Beyond Forgetting: Machine Unlearning Elicits Controllable Side Behaviors and Capabilities
Tien Dang, The-Hai Nguyen, Dinh Mai Phuong, Nguyen Minh Phuong, Hoang Thanh-Tung, Le-Minh Nguyen, Naoya Inoue
TL;DR
This work reframes LLM unlearning through the linear representation hypothesis, positing that a one-dimensional concept direction in the forget-representation space can be manipulated to not only erase targeted knowledge but also elicit controllable side behaviors and enhanced capabilities. It introduces Representational Addition (RAd) and Representational Ablation (RAb) as two practical interventions and provides theoretical support via linearity results and Levy’s lemma, linking latent and unembedding concept representations. Empirically, RAd and RAb induce measurable changes in truthfulness, sentiment, refusal, and in-context learning across Zephyr-7B and Mistral-7B on WMDP and TruthfulQA benchmarks, with RAd generally enhancing and RAb suppressing the targeted side effects. The findings reveal a double-edged potential: RM can serve as a powerful tool for controllable model behavior and capability amplification, while also presenting risks of unintended leakage through knowledge recovery attacks and robustness concerns. Overall, the paper advances a principled, direction-based approach to machine unlearning with broad implications for safety, alignment, and capability design.
Abstract
We consider representation misdirection (RM), a class of LLM unlearning methods that achieves forgetting by manipulating the forget-representations, that is, latent representations of forget samples. Despite being important, the roles of target vectors used in RM, however, remain underexplored. Here, we approach and revisit RM through the lens of the linear representation hypothesis. Specifically, if one can somehow identify a one-dimensional representation corresponding to a high-level concept, the linear representation hypothesis enables linear operations on this concept vector within the forget-representation space.

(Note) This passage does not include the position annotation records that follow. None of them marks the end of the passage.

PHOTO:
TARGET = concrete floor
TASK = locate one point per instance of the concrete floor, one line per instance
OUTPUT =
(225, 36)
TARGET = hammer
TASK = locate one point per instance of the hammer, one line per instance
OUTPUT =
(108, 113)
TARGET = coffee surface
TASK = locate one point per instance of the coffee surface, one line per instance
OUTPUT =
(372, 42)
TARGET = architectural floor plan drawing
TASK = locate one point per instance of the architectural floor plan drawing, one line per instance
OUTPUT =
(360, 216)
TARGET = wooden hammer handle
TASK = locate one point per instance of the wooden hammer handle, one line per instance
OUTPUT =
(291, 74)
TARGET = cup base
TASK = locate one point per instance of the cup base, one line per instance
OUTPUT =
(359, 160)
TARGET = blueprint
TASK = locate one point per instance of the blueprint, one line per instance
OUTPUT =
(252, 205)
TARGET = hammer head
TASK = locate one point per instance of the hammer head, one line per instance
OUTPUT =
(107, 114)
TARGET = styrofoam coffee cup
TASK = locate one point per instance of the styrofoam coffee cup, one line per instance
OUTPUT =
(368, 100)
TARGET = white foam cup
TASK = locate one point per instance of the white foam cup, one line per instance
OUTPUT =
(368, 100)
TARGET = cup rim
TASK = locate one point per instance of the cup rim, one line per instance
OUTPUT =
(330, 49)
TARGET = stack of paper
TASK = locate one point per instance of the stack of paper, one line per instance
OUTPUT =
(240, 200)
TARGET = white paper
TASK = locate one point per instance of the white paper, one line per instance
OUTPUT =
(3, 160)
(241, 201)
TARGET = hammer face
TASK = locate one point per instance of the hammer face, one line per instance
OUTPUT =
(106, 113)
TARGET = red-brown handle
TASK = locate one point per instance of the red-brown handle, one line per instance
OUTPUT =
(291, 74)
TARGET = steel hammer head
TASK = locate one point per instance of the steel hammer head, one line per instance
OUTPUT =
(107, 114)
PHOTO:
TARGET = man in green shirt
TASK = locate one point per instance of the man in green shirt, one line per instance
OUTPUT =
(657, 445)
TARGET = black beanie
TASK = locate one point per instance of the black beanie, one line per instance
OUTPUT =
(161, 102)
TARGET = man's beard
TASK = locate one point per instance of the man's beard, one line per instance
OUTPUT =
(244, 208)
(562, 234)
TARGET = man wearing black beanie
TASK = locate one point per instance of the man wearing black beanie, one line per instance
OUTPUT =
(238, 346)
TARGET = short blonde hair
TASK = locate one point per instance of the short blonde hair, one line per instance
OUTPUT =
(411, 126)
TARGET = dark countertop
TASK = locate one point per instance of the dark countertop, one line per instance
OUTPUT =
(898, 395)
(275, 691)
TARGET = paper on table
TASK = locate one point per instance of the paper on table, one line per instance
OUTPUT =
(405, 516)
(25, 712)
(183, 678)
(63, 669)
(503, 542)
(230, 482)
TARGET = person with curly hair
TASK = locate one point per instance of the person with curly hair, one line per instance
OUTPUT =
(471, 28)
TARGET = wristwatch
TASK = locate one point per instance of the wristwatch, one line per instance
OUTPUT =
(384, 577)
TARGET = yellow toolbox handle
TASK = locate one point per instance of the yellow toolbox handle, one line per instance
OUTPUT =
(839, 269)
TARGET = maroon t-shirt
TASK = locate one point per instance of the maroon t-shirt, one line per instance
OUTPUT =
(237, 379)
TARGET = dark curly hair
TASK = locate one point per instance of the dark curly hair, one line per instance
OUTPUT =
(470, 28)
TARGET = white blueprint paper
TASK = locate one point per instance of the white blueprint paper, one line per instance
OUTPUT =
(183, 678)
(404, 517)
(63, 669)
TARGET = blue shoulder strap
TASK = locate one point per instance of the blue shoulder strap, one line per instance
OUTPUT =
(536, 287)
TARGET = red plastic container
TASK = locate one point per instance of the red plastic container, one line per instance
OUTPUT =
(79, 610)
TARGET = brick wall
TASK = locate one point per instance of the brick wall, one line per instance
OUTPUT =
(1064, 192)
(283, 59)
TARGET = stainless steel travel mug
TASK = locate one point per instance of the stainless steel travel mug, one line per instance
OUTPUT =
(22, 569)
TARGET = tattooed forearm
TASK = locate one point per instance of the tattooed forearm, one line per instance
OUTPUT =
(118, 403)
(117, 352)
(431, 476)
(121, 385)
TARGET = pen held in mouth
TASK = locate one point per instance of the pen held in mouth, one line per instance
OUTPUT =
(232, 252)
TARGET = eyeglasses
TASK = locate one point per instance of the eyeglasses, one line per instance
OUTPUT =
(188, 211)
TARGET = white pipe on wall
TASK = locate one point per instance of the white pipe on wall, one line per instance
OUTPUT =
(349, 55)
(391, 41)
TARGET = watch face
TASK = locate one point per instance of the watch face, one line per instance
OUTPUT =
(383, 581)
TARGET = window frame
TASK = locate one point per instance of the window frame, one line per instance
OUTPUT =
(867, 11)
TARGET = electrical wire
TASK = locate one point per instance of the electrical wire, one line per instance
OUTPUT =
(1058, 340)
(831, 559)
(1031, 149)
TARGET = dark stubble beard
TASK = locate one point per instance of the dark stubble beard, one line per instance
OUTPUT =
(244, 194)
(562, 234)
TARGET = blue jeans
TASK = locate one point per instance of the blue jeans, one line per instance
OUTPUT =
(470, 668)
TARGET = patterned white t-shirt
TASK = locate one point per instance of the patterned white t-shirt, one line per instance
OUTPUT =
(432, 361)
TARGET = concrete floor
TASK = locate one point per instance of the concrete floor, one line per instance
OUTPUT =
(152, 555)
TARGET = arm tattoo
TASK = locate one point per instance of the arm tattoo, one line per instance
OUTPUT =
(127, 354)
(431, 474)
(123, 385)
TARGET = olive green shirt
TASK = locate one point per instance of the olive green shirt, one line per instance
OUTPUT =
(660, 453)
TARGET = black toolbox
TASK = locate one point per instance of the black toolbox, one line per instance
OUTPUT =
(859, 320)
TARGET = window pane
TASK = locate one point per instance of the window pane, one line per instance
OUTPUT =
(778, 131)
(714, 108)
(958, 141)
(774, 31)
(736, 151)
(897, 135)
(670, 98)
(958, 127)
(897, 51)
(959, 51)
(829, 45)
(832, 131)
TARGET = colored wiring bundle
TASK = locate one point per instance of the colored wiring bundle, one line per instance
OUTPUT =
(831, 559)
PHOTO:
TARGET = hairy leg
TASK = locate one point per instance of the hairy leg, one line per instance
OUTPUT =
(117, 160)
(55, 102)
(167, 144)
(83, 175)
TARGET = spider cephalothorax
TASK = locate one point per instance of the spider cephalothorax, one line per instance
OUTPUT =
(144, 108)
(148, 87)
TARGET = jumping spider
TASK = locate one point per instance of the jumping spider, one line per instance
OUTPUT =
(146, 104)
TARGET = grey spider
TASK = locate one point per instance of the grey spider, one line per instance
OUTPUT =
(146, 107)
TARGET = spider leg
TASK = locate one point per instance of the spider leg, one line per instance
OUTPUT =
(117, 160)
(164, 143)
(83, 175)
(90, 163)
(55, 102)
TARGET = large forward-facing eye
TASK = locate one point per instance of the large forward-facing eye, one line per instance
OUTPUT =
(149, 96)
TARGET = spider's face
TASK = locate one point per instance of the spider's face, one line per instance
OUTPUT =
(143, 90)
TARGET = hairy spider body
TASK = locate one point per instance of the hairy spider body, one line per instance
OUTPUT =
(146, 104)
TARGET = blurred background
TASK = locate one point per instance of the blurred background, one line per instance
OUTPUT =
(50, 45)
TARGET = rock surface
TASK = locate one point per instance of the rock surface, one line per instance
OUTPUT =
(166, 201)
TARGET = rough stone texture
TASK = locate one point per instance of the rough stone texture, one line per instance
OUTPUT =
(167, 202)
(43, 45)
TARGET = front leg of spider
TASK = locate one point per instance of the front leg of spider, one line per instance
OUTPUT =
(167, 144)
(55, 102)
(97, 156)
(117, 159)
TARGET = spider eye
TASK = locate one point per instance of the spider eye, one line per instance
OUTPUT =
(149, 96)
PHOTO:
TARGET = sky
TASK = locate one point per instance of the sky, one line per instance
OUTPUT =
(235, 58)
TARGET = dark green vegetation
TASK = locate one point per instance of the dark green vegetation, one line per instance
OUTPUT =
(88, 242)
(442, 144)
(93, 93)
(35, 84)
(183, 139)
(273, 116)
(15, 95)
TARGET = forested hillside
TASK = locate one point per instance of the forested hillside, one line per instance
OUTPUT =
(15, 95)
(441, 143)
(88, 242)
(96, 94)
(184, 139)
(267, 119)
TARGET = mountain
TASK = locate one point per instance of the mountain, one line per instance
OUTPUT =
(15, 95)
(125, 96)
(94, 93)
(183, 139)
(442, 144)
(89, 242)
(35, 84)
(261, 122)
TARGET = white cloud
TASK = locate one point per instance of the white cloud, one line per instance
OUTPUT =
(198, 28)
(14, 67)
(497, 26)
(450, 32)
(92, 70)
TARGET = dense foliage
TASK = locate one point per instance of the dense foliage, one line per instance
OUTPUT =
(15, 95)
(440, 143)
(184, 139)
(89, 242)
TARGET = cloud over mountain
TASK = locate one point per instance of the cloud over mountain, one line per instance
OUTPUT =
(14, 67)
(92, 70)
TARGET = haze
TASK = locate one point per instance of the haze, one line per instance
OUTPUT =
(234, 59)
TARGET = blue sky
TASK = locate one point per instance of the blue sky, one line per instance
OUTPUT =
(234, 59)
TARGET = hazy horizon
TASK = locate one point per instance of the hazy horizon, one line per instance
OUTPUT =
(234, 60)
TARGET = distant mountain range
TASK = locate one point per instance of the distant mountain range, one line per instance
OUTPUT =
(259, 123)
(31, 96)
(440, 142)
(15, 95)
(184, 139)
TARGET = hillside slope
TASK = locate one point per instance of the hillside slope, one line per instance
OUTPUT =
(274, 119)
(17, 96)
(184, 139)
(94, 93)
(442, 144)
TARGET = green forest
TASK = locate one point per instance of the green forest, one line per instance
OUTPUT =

Under this view, we hypothesize that, beyond forgetting, machine unlearning elicits controllable side behaviors and stronger side capabilities corresponding to the high-level concept. Our hypothesis is empirically validated across a wide range of tasks, including behavioral control (e.g., controlling unlearned models' truth, sentiment, and refusal) and capability enhancement (e.g., improving unlearned models' in-context learning capability). Our findings reveal that this fairly attractive phenomenon could be either a hidden risk if misused or a mechanism that can be harnessed for developing models that require stronger capabilities and controllable behaviors.